国連の食料支援機関である世界食糧計画(WFP)は9日、 米国から「14カ国に対する支援を打ち切る」との通知を受けたと発表した。日本のテレビニュース等では大きく報道されていないが、これはビッグニュースと言って差し支えない。トランプ政権になって、 米国がこれまで貧国を中心に差し伸べてきた経済的支援を中止するというのは、受け手側にとっては大打撃である。
アフガニスタンやイエメン、ハイチ、パプアニューギニアといった国々に、米国はこれまで食料や水、医薬品を提供してきたが、契約の打ち切りは、「数百万人に死刑宣告をだすようなもの(WFP)」と捉えられている。
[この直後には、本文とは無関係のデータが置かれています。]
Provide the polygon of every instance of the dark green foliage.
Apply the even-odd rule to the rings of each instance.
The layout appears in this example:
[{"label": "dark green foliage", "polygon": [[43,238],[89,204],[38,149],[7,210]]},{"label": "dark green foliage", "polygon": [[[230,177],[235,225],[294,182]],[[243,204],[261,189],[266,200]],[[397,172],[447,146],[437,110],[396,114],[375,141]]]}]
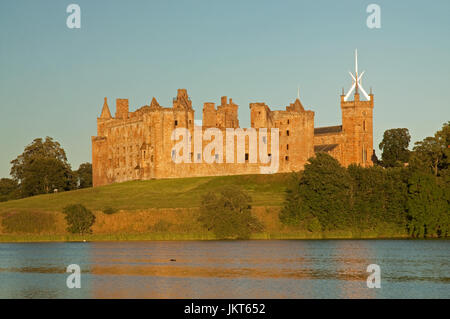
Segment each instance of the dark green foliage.
[{"label": "dark green foliage", "polygon": [[115,208],[112,208],[112,207],[105,207],[103,209],[103,213],[106,214],[106,215],[112,215],[112,214],[115,214],[117,212],[118,212],[118,210],[115,209]]},{"label": "dark green foliage", "polygon": [[78,180],[78,188],[92,187],[92,164],[83,163],[75,172]]},{"label": "dark green foliage", "polygon": [[447,236],[449,204],[436,177],[414,172],[408,181],[408,230],[414,237]]},{"label": "dark green foliage", "polygon": [[18,198],[19,185],[10,178],[0,179],[0,202]]},{"label": "dark green foliage", "polygon": [[31,233],[52,231],[55,228],[55,216],[40,212],[5,213],[2,218],[3,230],[7,233]]},{"label": "dark green foliage", "polygon": [[22,197],[76,187],[66,153],[51,137],[46,137],[45,141],[35,139],[11,164],[11,176],[19,184]]},{"label": "dark green foliage", "polygon": [[95,215],[81,204],[66,206],[63,210],[66,215],[67,231],[73,234],[90,234],[95,222]]},{"label": "dark green foliage", "polygon": [[405,225],[407,169],[350,165],[348,172],[353,180],[354,226],[376,230],[386,222]]},{"label": "dark green foliage", "polygon": [[[318,153],[301,176],[292,174],[280,220],[310,232],[388,229],[413,237],[448,237],[450,168],[448,145],[443,145],[449,140],[446,124],[433,142],[441,146],[429,148],[428,159],[423,157],[425,166],[350,165],[346,169],[331,156]],[[425,153],[415,149],[412,157],[416,152]]]},{"label": "dark green foliage", "polygon": [[251,214],[251,198],[239,187],[226,186],[203,197],[199,221],[219,239],[248,239],[262,225]]},{"label": "dark green foliage", "polygon": [[24,168],[20,184],[22,196],[71,190],[74,177],[70,167],[55,158],[36,158]]},{"label": "dark green foliage", "polygon": [[325,230],[351,225],[352,181],[347,170],[325,153],[308,161],[298,187],[301,212],[316,217]]},{"label": "dark green foliage", "polygon": [[379,148],[384,167],[403,166],[409,160],[409,142],[411,136],[407,128],[395,128],[384,132]]}]

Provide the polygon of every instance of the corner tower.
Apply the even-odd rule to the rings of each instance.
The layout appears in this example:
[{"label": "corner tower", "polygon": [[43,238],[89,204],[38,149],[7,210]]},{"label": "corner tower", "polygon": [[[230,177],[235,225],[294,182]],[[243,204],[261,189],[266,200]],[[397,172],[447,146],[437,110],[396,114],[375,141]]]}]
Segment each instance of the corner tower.
[{"label": "corner tower", "polygon": [[[364,71],[358,73],[358,52],[355,50],[355,74],[350,73],[353,84],[350,90],[341,95],[342,130],[345,136],[343,149],[343,165],[351,163],[360,164],[363,167],[372,166],[373,154],[373,106],[374,96],[372,89],[370,94],[361,85]],[[364,99],[361,100],[359,92]],[[353,100],[350,96],[354,92]]]}]

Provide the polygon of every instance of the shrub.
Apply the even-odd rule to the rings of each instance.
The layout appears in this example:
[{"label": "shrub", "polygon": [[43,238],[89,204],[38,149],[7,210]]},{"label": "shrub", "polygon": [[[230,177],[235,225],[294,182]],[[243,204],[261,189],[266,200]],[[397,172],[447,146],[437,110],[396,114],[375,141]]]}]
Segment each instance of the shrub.
[{"label": "shrub", "polygon": [[2,226],[8,233],[41,233],[55,228],[55,216],[50,213],[13,212],[3,215]]},{"label": "shrub", "polygon": [[103,214],[106,214],[106,215],[112,215],[112,214],[117,213],[118,211],[119,211],[119,210],[117,210],[117,209],[115,209],[115,208],[112,208],[112,207],[106,207],[106,208],[103,209]]},{"label": "shrub", "polygon": [[95,215],[81,204],[66,206],[63,210],[66,215],[67,231],[73,234],[90,234],[95,222]]},{"label": "shrub", "polygon": [[223,187],[219,194],[203,197],[199,221],[220,239],[248,239],[262,225],[251,214],[251,197],[237,187]]}]

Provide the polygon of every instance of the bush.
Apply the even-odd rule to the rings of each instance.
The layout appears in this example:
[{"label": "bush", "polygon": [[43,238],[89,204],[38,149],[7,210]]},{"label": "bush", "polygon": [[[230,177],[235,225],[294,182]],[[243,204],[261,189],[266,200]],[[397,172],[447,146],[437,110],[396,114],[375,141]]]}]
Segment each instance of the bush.
[{"label": "bush", "polygon": [[219,194],[203,197],[199,221],[219,239],[248,239],[263,229],[251,214],[251,197],[237,187],[223,187]]},{"label": "bush", "polygon": [[112,208],[112,207],[106,207],[106,208],[103,209],[103,214],[106,214],[106,215],[112,215],[112,214],[117,213],[118,211],[119,211],[119,210],[117,210],[117,209],[115,209],[115,208]]},{"label": "bush", "polygon": [[73,234],[91,234],[91,227],[95,222],[95,215],[81,204],[66,206],[67,231]]},{"label": "bush", "polygon": [[41,233],[55,228],[55,216],[49,213],[14,212],[3,215],[2,226],[7,233]]},{"label": "bush", "polygon": [[153,225],[152,231],[157,232],[157,233],[164,233],[164,232],[169,231],[170,226],[172,226],[171,222],[168,222],[165,220],[160,220],[155,225]]}]

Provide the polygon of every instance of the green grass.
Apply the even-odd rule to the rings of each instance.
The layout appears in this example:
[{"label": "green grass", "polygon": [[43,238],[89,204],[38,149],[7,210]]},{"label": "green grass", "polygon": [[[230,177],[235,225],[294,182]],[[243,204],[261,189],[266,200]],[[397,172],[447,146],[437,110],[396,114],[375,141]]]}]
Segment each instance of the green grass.
[{"label": "green grass", "polygon": [[223,185],[246,190],[254,206],[280,206],[289,174],[237,175],[131,181],[96,188],[39,195],[0,203],[0,212],[10,209],[62,211],[70,204],[91,210],[199,207],[202,196]]}]

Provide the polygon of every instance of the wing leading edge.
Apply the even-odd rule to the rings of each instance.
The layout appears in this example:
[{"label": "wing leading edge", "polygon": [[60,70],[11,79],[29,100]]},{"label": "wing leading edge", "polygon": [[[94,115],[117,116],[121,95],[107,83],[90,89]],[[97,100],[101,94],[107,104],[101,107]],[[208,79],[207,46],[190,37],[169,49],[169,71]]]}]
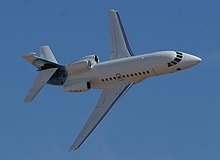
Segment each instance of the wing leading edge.
[{"label": "wing leading edge", "polygon": [[123,84],[117,87],[104,89],[102,91],[93,113],[89,117],[73,145],[70,147],[70,151],[76,150],[80,147],[80,145],[86,140],[86,138],[97,127],[105,115],[110,111],[116,101],[121,98],[132,85],[133,83]]},{"label": "wing leading edge", "polygon": [[109,11],[111,59],[133,56],[119,13]]}]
米国が拠出してきたWFPへの寄付額は約45億ドル(約6570億円)で、この額は寄付総額(約98億ドル)のほぼ半分にあたる。
なぜこのような暴挙と呼べるようなことをするのか。少し探ると、トランプ大統領は米国際開発庁(USAID)をなくそうとの考えを持っており、その一環として世界的に重要な責務をになっているWFPを打ち切る決断をしたようだ。もちろん「先立つものはカネ」であり、米国家予算を少しでも浮かせるという意味合いが強い。
ただ内外からの批判を受けて、支援打ち切り発表のあと、資金援助が再開された国(エクアドル、イラク、レバノン、ソマリア、シリア)もあるが、すべての国でない。たとえばアフガニスタンは米国の支援がなくなることで、40万の栄養失調の子どもたちを含む計200万人が食糧危機に見舞われるといわれている。
今年1月、トランプ氏は「 米国はもはや米国民に見返りのないお金をやみくもにばらまくつもりはない 」と発言しており、自己中心的な考えをもった人物があと4年近くも政権の座につくことになるかと思うと空恐ろしくなる。